Strengths in Microsoft’s approach:
  • Microsoft documented the issue clearly on the Windows 11 update history / Release Health page, which provides an authoritative briefing for admins and power users. That transparency lets organizations adjust deployment plans or apply workarounds quickly.
  • The problem is narrowly scoped and doesn’t affect the majority of upgrade paths. Microsoft’s staged rollout approach (enablement packages layered on 24H2) reduced the exposure of the issue to mainstream consumers. Community reporting confirms the limited footprint.
Risks and missed opportunities:
  • The Media Creation Tool is a long-established “single-click” utility relied upon by many non-expert users. Having a regression that prevents Arm64 hosts from creating Arm64 media — even if niche — breaks a familiar recovery and imaging workflow and creates friction for device owners and imaging teams.
  • Microsoft’s advisory leaves no firm ETA for the fix; for administrators who depend on automation and documented SLAs, the lack of a specific timeline is a real operational gap. Until Microsoft publishes a remediation or patch, enterprises should plan conservative pilot deployments and avoid changing production imaging procedures that assume on-device Arm64 media creation.
Editorial assessment:
  • This issue is a reminder that even incremental servicing changes can produce targeted regressions in specialized workflows. The fix path is straightforward from a mitigation perspective (use an x64 host or ISO + Rufus), but the user experience hit is real for anyone whose toolchain assumed on-device Arm64 media creation.
  • The incident underscores the importance of maintaining alternate imaging workflows, validating canonical ISO images in a controlled repository, and keeping at least one x64 fallback host for emergency recovery tasks.

Checklist: what to do now (concise)​

  • If you need to create Arm64 media immediately: download the Arm64 ISO from Microsoft and use Rufus/Ventoy on an x64 machine to write a bootable USB.

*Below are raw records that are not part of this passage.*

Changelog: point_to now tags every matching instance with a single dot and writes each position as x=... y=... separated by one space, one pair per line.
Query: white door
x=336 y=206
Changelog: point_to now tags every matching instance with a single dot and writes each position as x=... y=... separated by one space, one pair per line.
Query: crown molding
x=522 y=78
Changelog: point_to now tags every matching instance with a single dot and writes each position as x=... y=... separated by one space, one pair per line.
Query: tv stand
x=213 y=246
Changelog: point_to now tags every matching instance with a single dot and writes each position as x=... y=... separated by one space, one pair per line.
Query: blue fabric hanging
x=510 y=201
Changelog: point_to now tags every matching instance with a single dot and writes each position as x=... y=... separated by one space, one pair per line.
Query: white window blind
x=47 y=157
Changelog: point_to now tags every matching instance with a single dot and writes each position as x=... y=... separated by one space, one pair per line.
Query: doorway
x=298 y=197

  • If you encountered the MCT error on an x64 machine: verify admin rights, temporarily disable antivirus, ensure Background Intelligent Transfer Service (BITS) and Windows Update services are available, and try again — many MCT failures are environmental.

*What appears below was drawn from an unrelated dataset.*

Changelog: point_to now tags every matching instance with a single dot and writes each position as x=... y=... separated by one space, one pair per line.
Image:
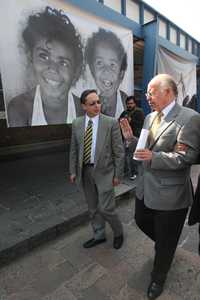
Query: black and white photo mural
x=185 y=74
x=51 y=52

  • If you manage fleets: update imaging runbooks, document the temporary workaround, and keep a validated library of Arm64 ISOs (SHA‑256 hashed). Pilot any 25H2/25H2-sourced images in a representative ring before broad deployment.

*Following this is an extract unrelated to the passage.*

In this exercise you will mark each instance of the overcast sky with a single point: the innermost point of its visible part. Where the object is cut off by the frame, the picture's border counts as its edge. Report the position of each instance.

  • Monitor Microsoft’s Release Health and the Windows 11 update history page for remediation updates; treat any Microsoft “under investigation” note as a signal to delay risky on-device Arm64 media workflows until the fix is validated.

Final verdict​

The Media Creation Tool regression for Arm64 hosts is a legitimate, documented issue that Microsoft has confirmed and flagged in its Windows 11 25H2 update history. While the problem is narrow in scope and workarounds exist, it breaks expected workflows for developers, OEMs, and some users who rely on Arm64 devices to produce their own installation media. The pragmatic path forward is to use an x64 host or direct ISO + Rufus-style tooling for now, and to treat Microsoft’s Release Health page as the authoritative place for remediation updates.
Be deliberate: verify the build of any ISO you deploy, keep fallback imaging tools and an x64 recovery host available, and avoid last-minute, single-device-only imaging steps during mission-critical maintenance windows until Microsoft confirms a permanent fix.